SQL is, by nature, quite flexible. It uses a free-form structure that gives the user the ability to develop SQL statements in a way best suited to the given user. Each SQL request is parsed by the DBMS before execution to check for proper syntax and to optimize the request. Therefore, SQL statements do not need to start in any given column and can be strung together on one line or broken apart on several lines. For example, the following SQL statement is equivalent to the previously listed SQL statement:
SELECT LASTNAME FROM EMP WHERE EMPNO = '000010';
Another flexible feature of SQL is that a single request can be formulated in a number of different and functionally equivalent ways. One example of this SQL capability is that it can join tables or nest queries. A nested query always can be converted to an equivalent join. Other examples of this flexibility can be seen in the vast array of functions and predicates. Examples of features with equivalent functionality are:
- BETWEEN versus <= / >=
- IN versus a series of predicates tied together with AND
- INNER JOIN versus tables strung together in the FROM clause separated by commas
- OUTER JOIN versus a simple SELECT, with a UNION, and a correlated subselect
- CASE expressions versus complex UNION ALL statements
This flexibility exhibited by SQL is not always desirable as different but equivalent SQL formulations can result in extremely differing performance. The ramifications of this flexibility are discussed later in this paper with guidelines for developing efficient SQL.

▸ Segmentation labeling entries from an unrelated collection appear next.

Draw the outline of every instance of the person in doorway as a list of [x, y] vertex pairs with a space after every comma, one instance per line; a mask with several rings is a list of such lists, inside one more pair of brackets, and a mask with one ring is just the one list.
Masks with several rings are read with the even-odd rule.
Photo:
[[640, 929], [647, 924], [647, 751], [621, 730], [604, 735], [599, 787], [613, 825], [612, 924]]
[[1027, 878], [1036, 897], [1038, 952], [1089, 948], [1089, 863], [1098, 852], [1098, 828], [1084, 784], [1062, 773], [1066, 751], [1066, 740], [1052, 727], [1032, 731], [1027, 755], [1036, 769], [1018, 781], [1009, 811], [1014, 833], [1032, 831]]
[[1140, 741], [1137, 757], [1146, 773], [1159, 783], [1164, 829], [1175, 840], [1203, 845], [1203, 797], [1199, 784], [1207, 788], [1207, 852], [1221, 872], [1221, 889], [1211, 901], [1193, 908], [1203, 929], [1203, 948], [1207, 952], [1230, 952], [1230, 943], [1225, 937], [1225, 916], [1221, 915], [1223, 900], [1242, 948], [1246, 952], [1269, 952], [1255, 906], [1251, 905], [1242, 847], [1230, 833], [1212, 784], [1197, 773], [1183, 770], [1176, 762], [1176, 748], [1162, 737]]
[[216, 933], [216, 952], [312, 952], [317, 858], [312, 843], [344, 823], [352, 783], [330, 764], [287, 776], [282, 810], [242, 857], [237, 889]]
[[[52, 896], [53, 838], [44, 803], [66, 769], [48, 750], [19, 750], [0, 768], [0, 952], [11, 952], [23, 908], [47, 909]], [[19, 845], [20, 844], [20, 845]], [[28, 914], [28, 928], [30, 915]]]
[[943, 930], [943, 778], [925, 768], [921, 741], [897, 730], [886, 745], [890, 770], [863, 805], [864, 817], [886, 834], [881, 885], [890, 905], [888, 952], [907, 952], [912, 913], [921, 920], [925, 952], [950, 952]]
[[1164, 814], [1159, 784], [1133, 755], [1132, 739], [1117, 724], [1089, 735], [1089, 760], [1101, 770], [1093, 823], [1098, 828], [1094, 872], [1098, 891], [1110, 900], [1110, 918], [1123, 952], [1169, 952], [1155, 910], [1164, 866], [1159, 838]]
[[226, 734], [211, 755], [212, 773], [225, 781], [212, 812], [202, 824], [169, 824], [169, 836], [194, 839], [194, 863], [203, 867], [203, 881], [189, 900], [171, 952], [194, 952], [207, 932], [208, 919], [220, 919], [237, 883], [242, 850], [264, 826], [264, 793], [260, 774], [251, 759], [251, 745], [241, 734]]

As mentioned, SQL specifies what data to retrieve or manipulate, but does not specify how you accomplish these tasks. This keeps SQL intrinsically simple. If you can remember the set-at-a-time orientation of a relational database, you will begin to grasp the essence and nature of SQL. A single SQL statement can act upon multiple rows. The capability to act on a set of data coupled with the lack of need for establishing how to retrieve and manipulate data defines SQL as a non-procedural language.
Because SQL is a non-procedural language a single statement can take the place of a series of procedures. Again, this is possible because SQL uses set-level processing and DB2 optimizes the query to determine the data-navigation logic. Sometimes one or two SQL statements can accomplish tasks that otherwise would require entire procedural programs to do.
Of course, this brief introduction does not constitute an education in SQL and it will not make you a SQL programmer. For that, you will need education and practice. A good place to start is with a SQL book or two. I can recommend these:
After reading through some good books, practice writing some SQL and keep learning… move on to more advanced texts and if you can, attend a class on the SQL. Because learning SQL makes sense in this day and age of analytics!